Chapter 41

At the turn of the last century, Flourens and Luciani in animals and Babinski and Holmes in humans described behavioral deficits caused by focal cerebellar lesions, and they speculated about the causal mechanism. Perhaps most influential were the studies of Gordon Holmes, who meticulously documented the movement deficits associated with cerebellar gunshot wounds in World War I.1,2 He insisted that these deficits may be attributed to cerebellar disease only in patients who have normal strength and somesthesis. Yet even he accepted that weakness/“asthenia” may sometimes occur transiently and acutely.

1. Ataxia is a condition that involves lack of coordination between movements of body parts. The term is often used in referelnce to gait or movement of a specific body part, as in “ataxic arm movements.”

2. Dysmetria is an inability to make a movement of the appropriate distance. Hypometria is undershooting a target, and hypermetria is overshooting a target. Patients with cerebellar damage tend to make hypermetric movements when they move rapidly and hypo metric movements when they move more slowly and wish to be accurate.

3. Dysdiadochokinesia is an inability to make rapidly alternating movements of a limb. It appears to reflect abnormal agonist-antagonist control.

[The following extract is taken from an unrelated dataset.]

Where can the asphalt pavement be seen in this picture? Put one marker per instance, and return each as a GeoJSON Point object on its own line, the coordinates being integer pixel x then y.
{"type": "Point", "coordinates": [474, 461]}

4. Asynergia is an inability to combine the movements of individual limb segments into a coordinated, multisegmental movement.

5. Hypotonia is an abnormally decreased muscle tone. It is manifest as a decreased resistance to passive movement, so that a limb swings freely upon external perturbation. Hypotonia often limited to the acute phase of cerebellar disease.

6. Nystagmus is an involuntary and rhythmic eye movement that usually consists of a slow and a fast phase. In a unilateral cerebellar lesion, the fast phase of nystagmus is toward the side of the lesion.

7. Action tremor, or intention tremor, is an involuntary oscillation that occurs during limb movement and disappears when the limb is at rest. Cerebellar action tremor is generally of high amplitude and low frequency (3–5 Hz). Titubation is a tremor of the entire trunk during stance and gait. Lesions of cerebellar target structures (e.g., the red nucleus and the thalamus) often result in cerebellar outflow tremor, or postural tremor. Most prominent when a limb is actively held in a static posture, postural tremor attenuates during limb movement and disappears when the limb is at rest.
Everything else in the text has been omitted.